I decided to play a mini version (40 balls) of Flag-stick challenge once a week (when I wasn’t writing 2,000 word golf psych articles). Read below and check out the video to learn more about this simple game.
Golf Insider skills game: Flag-stick challenge is a great game for short irons and wedges. Pick 3 targets between 60 – 130 yards. You have 20 shots at each target. You receive 1 point for each shot that finishes within a flagstick length of the hole, no points if they finish outside this distance (yep – it’s tough!).
I tracked my score and reflected each week using my snazzy performance diary (plug). I then transferred the scores each month to the practice stats sheet you see below (grab your free golf practice download here).
You can see the first few weeks I sucked.

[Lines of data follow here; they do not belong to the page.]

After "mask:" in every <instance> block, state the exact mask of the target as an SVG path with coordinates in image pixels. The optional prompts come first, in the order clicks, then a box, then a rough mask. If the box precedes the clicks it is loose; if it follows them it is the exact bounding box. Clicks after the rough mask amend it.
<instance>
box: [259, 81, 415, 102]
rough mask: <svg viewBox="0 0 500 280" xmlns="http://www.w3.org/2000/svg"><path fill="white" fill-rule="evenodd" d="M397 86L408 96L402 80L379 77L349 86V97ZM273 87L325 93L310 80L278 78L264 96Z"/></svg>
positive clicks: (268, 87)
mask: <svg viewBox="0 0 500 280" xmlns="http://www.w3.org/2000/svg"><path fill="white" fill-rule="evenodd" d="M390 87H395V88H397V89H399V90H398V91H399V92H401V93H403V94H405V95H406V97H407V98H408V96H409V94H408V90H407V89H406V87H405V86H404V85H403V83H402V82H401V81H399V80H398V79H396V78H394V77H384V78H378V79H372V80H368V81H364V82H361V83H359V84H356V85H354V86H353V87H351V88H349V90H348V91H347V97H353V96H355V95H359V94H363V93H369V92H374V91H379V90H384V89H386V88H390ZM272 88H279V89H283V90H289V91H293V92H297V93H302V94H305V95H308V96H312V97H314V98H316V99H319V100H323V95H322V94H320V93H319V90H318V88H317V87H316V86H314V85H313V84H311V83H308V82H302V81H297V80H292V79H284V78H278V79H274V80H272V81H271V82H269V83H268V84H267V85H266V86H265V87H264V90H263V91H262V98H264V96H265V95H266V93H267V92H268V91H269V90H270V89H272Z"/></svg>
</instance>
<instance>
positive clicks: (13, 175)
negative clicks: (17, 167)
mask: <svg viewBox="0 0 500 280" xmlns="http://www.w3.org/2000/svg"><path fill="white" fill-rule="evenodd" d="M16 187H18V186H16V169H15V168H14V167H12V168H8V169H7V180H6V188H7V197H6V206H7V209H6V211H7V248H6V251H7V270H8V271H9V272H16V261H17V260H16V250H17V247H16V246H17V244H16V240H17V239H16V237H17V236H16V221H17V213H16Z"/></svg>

I didn’t enjoy playing it much, but each week I took note of where I was missing the target and did my best to improve.
When I got onto the golf course I did my best to remember the few great shots I had hit in practice. Albeit few and far between these were my performance accomplishments.
Six weeks in and things started to click. I had a good practice session then proceeded to hole out from 128 yards in a match. You can see that since then my practice performance has continued to pick up.
Now I have far more pieces of data to draw on to support the fact I am actually getting better. I’m not epic just yet, but I plan to play this game 3 times a month for the entire winter.
If I manage to do so I can’t wait to see how much self-efficacy and performance grows into 2019.
Golf psychology conclusion (for now)
In this first instalment we’ve outlined a few key areas of golf psychology and you have some tools to start growing your confidence.
I’m a geeky nerd. My aim was to show you how you can take something important but ‘fluffy’ like confidence and make it tangible and data-driven.